The limited functions of chatbots render them hardly more useful than an automated email (which, again, was first), but how did email predate the group chat? With the humble email chain; though as anyone trapped in a neverending reply-all will tell you, Snapchat definitely made some improvements. While email is best used as a direct link to individuals, Snapchat’s group messaging is far more fun than the irrelevant replies, chain letters, and forwarded urban legends of old.
(Email chains: the original fake news.)
7. A space for expression. With any new medium comes the urge to be funny through that medium, and cyberspace is no different. Like most platforms, Snapchat has become home to its own idiosyncratic brand of humor. Facebook has memes caked in layers of irony, Twitter has surrealist jokes, and now Snapchat is the post-Vine destination for concise cinematic comedy by both teenagers and the brands marketing towards them.
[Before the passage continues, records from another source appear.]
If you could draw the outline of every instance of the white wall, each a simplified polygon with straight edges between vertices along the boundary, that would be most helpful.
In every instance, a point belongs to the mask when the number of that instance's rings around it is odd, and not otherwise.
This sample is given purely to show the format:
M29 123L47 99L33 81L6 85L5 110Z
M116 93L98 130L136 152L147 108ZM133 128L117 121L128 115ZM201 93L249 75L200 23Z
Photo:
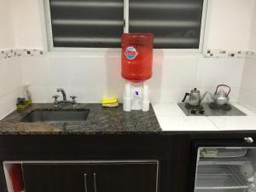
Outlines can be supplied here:
M206 49L247 50L254 0L209 0Z
M15 48L43 49L39 3L43 0L9 1L13 13Z
M254 3L253 16L252 20L249 49L252 51L256 51L256 1Z
M0 49L15 47L14 25L9 0L0 0Z
M15 48L10 2L0 0L0 50ZM0 60L0 119L15 108L20 96L21 66L17 59Z

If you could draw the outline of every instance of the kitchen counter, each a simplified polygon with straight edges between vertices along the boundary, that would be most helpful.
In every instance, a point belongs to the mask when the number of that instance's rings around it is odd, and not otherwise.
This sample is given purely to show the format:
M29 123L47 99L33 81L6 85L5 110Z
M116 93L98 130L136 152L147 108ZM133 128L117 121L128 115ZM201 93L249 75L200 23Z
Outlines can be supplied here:
M158 133L161 131L156 116L150 106L148 112L124 112L122 106L113 108L102 108L101 104L76 104L61 108L88 108L90 113L83 122L20 122L32 109L54 108L53 104L33 104L22 113L13 112L0 121L0 135L82 135L82 134L124 134Z
M164 131L256 131L256 113L232 103L247 116L186 116L177 103L154 103Z

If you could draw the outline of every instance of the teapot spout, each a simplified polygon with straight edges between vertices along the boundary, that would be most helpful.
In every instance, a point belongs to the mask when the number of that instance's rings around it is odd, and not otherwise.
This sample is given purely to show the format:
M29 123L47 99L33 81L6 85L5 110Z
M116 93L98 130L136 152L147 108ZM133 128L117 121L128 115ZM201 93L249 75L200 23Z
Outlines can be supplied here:
M207 91L206 91L201 97L200 102L201 102L203 101L203 99L205 98L205 96L207 96Z

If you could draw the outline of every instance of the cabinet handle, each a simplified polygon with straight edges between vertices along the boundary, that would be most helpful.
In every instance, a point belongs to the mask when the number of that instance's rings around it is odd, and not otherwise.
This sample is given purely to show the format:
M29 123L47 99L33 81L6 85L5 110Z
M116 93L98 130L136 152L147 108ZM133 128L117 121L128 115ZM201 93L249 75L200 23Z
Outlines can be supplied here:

Of course, the oldest form of internet humor is forwarded joke emails. Remember any of those jokes? Of course you don’t; they’re terrible. Still, while email chains are uniquely unfunny, the email marketing space has never been funnier. Email allows brands to communicate informally, letting their brand voice shine through. Humorous brand messaging is tricky to get right, as this year’s crop of corporate April Fools’ pranks demonstrated, but the returns are just too great to resist.
This Conclusion Will Disappear in Ten Seconds.
Let’s be clear: in a time of neverending copycat startups, Snapchat has proven itself a true original. Their Stories feature has been stolen by almost everyone at this point (I expect to see a new Stories feature every time I open LinkedIn), and the ability to send messages that disappear is the envy of everyone who’s ever rage-sent an angry email only to regret it afterwards.
Still, at its core are the basic elements of digital communication that have existed for decades, the ones that email delivers in its own way. That’s why email is the preferred channel of marketers who know the pitfalls of blindly chasing after the latest digital fad. It’s cheap, it’s established, and it gets results. Despite what the latest platform may promise (at the risk of sounding like that old guy who tells you how all your favorite music is “just ripping off The Stones"), email did it all first.